After ceding day-to-day control of the team, Steinbrenner made few public appearances and gave no interviews. Associates and family members refused to comment on rampant speculation concerning his declining health, specifically rumors that he was suffering from Alzheimer's disease. A 2007 interviewer said: "He doesn't look all right. In fact, he looks dreadful. His body is bloated; his jawline has slackened into a triple chin; his skin looks as if a dry-cleaner bag has been stretched over it. Steinbrenner's face, pale and swollen, has a curiously undefined look. His features seem frozen in a permanent rictus of careworn disbelief." The Yankees went to great lengths to prevent anyone outside Steinbrenner's immediate family and closest business associates from speaking to him, or even getting a glimpse of him on the rare occasions when he made an appearance at Yankee Stadium. Temporary curtains were set up to block views of his entry and exit routes, and no one was allowed near the vehicles transporting him. The press elevator carrying media members downstairs to the interview areas was shut down before he arrived, and again toward the end of the game while he departed.

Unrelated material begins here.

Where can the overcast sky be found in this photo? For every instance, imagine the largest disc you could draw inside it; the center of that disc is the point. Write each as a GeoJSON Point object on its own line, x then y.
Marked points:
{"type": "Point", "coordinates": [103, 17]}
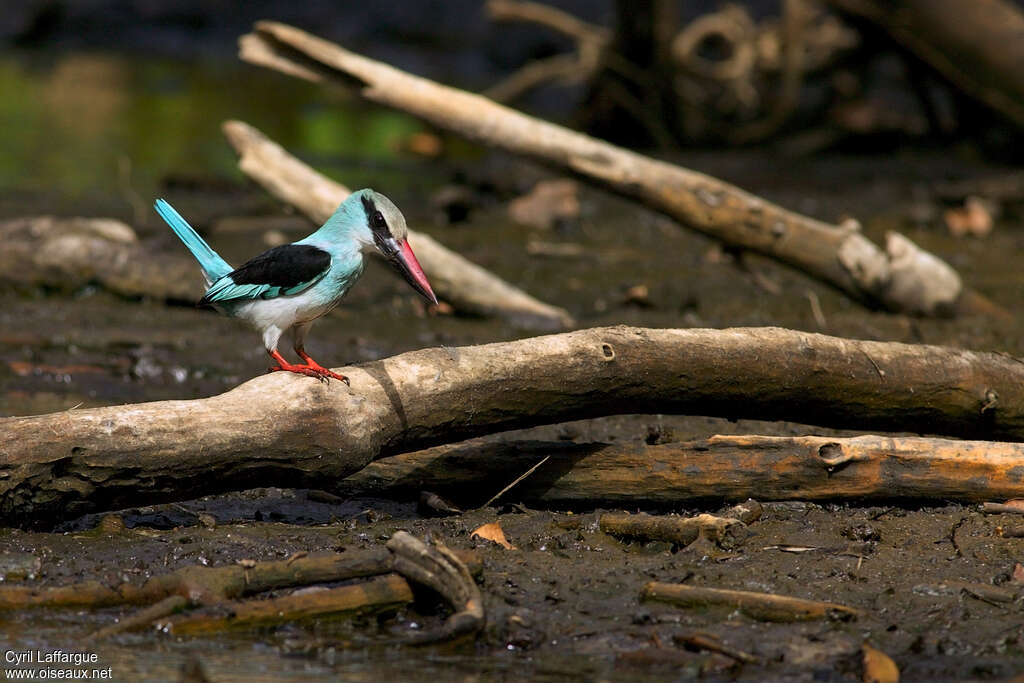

Steinbrenner made a rare appearance in the Bronx on the field for the 79th All-Star Game on July 15, 2008. Wearing dark glasses, he walked slowly into the stadium's media entrance with the aid of several companions, leaning upon one of them for support. He later was driven out on to the field along with his son Hal at the end of the lengthy pre-game ceremony in which the All-Stars were introduced at their fielding positions along with 49 of the 63 living Hall of Famers.

In subsequent occasional visits to spring training, regular-season games, and other outings, he used a wheelchair.

On April 13, 2010, Derek Jeter and Joe Girardi privately presented the first 2009 World Series Championship ring to Steinbrenner in his stadium suite. He was "almost speechless", according to reports.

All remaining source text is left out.